Crescimento Alarmante de Feminicídios no Brasil
Uma pesquisa apresentada na Câmara dos Deputados revela que, dez anos após a promulgação da Lei do Feminicídio, o Brasil enfrenta um aumento significativo nas mortes de mulheres motivadas por fatores de gênero. O número de casos saltou de 527 em 2015 para 1.455 em 2024, representando um crescimento de 176%. A pesquisa, intitulada “Quem são as mulheres que o Brasil não protege?”, integra as atividades da campanha “21 dias de ativismo pelo fim da violência contra as mulheres”.
Dados Preocupantes sobre Raça e Classe
Segundo o estudo, 68% das mulheres assassinadas durante essa década eram negras. Embora tenha havido uma pequena redução nas mortes de mulheres brancas, os dados mostram um aumento das violentas entre mulheres pretas e pardas. Jackeline Ferreira Romio, especialista da Fundação Friedrich Ebert, ressalta que as políticas de combate à violência contra a mulher devem incorporar questões de raça e classe para serem realmente eficazes.
Subnotificação de Mortes Violentas
Romio ainda destacou que os números apresentados podem estar subestimados, já que nem todos os homicídios de mulheres são devidamente investigados. Dados de saúde indicam que entre 3.500 e 4.000 mulheres morrem anualmente de causas violentas no Brasil, sendo que aproximadamente 2.500 dessas mortes são classificadas como feminicídios. “No Brasil, temos uma epidemia de feminicídios”, afirma Romio.
O Brasil à Fronteira do Feminicídio na América Latina
Atualmente, o Brasil ocupa a liderança em feminicídios na América Latina e no Caribe, com uma média de 11 mulheres mortas diariamente na região, sendo quatro brasileiras.

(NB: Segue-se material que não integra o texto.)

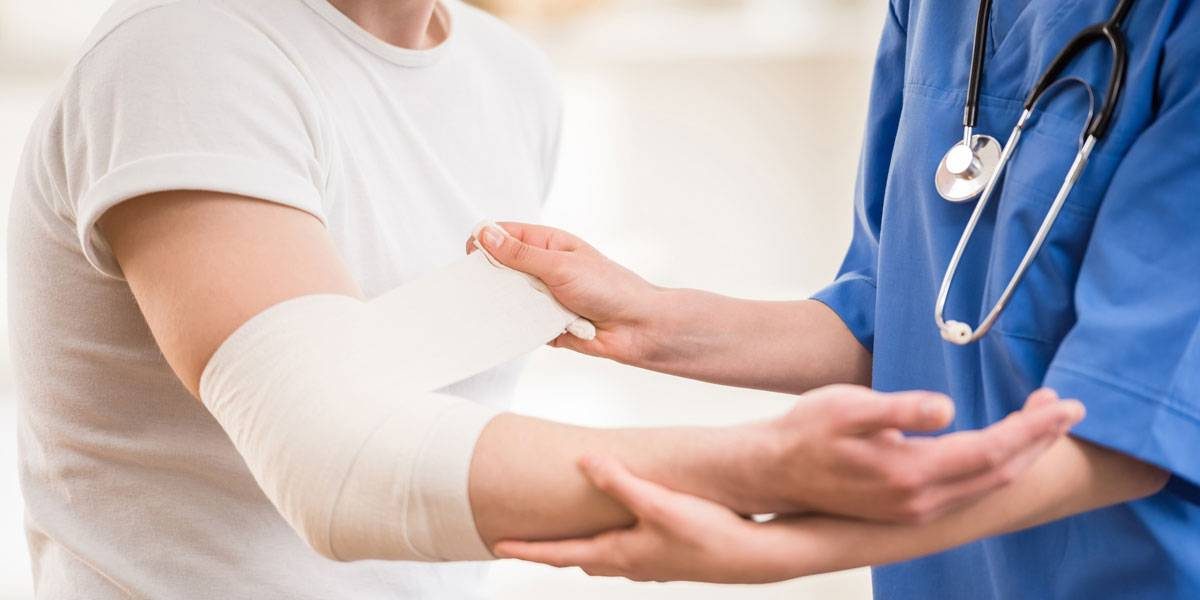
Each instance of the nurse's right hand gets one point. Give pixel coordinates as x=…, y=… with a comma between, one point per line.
x=616, y=300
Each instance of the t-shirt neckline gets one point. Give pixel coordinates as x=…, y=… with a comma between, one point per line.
x=402, y=57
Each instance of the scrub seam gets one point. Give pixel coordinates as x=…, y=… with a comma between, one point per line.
x=1157, y=399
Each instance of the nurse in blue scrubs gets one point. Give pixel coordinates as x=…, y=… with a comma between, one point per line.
x=1109, y=313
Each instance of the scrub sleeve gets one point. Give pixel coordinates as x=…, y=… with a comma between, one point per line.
x=852, y=294
x=1133, y=355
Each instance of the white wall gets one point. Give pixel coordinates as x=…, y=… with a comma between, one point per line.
x=709, y=144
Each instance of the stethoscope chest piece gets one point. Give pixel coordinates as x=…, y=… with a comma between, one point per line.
x=964, y=172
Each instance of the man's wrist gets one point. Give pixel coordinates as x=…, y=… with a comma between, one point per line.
x=737, y=469
x=664, y=323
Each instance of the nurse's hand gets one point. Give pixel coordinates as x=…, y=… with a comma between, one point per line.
x=841, y=451
x=617, y=300
x=677, y=538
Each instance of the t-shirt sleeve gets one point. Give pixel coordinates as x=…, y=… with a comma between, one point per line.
x=1133, y=355
x=186, y=97
x=852, y=294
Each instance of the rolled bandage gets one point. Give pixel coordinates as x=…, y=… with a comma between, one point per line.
x=331, y=402
x=580, y=328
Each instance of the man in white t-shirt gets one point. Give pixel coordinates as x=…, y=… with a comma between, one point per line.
x=377, y=133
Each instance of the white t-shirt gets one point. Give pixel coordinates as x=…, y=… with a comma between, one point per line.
x=132, y=489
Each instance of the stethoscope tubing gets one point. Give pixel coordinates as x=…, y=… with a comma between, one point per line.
x=1095, y=129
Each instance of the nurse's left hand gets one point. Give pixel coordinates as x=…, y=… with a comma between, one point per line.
x=677, y=538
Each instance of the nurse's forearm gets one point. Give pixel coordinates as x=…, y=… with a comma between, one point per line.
x=790, y=347
x=1073, y=477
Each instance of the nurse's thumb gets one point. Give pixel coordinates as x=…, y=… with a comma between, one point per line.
x=515, y=253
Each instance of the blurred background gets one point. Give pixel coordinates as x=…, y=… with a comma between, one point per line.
x=707, y=144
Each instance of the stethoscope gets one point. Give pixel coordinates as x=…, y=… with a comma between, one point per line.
x=973, y=166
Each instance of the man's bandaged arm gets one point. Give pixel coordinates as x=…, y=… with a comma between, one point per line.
x=328, y=397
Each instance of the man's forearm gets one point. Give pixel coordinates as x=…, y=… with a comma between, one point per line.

Necessidade de Protocolos Eficazes
Na visão de Bárbara Martins, coordenadora do Projeto Reconexão Periferias, a falta de eficácia nas políticas públicas é um dos maiores obstáculos no combate à violência de gênero e raça. Ela ressalta que a ausência de cumprimento dos protocolos administrativos estabelecidos pela Lei de Feminicídio configura uma violação constitucional.
Propostas Legais para Combater Desigualdades
A deputada Jack Rocha (PT-ES), secretária da Mulher na Câmara, está estudando um projeto de lei que responsabiliza gestores públicos, por improbidade administrativa, que não aplicarem orçamentos cujo objetivo é reduzir desigualdades de gênero e raça.
“É importante discutir a formação de orçamento para a redução das desigualdades e combater a violência enquanto cidadãs com direitos”, afirmou Rocha.
Evento na Câmara dos Deputados
A apresentação da pesquisa foi realizada na Comissão de Defesa dos Direitos da Mulher, em parceria com a Secretaria da Mulher da Câmara.